Additionally, the authors repeated this paradigm twice more, with slight changes. During one repeat, the authors waited an additional four hours after conditioning to silence IL neurons during REM sleep. During the second, IL neurons were not silenced after fear conditioning but instead were immediately silenced after extinction learning.
What did they find?
The authors found that inhibiting IL activity during REM sleep post-conditioning significantly increased freezing time during recall. The control mice and mice with inhibition after REM sleep did not freeze as much, suggesting that IL activity during REM sleep is crucial to the consolidation of fear extinction memories. Delaying the post-conditioning inhibition of IL activity during REM sleep did not significantly alter freezing, nor did it inhibit IL neurons immediately after extinction learning.

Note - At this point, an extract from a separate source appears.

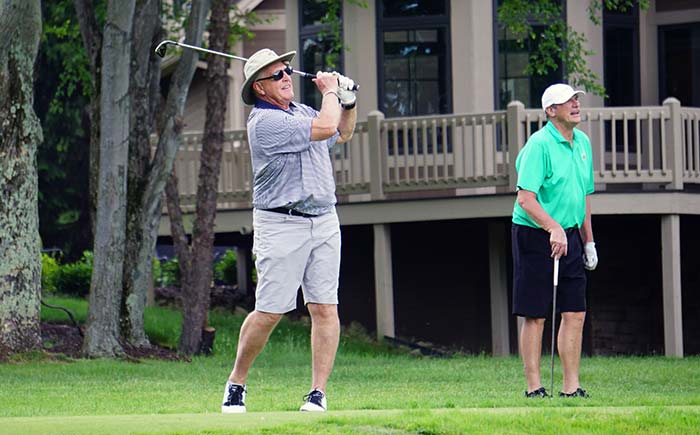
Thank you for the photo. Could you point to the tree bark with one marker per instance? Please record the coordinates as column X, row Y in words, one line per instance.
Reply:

Looking at these findings altogether, it can be concluded that IL neuron activity during REM sleep that occurs immediately after fear conditioning is crucial to fear extinction. This is because inhibiting IL neuron activity decreases the overall excitability of the neurons, and therefore, inhibiting IL neuron activity during all of REM sleep when the neurons are most active decreases their excitability the following day. This hindered their ability to fire during extinction learning, and the mice were less capable of encoding new fear extinction memories.
What's the impact?
This study found that REM sleep plays a crucial role in fear extinction by strengthening the excitability of IL neurons and enhancing their ability to encode new extinction memories. This is an important finding when it comes to PTSD, as many patients struggle with disturbances in REM sleep and experience reduced activity in extinction-encoding neurons. Knowing that REM sleep plays a pivotal role in extinction memory offers great potential in finding new therapies for PTSD and gives greater insight into the circuitry of fear extinction.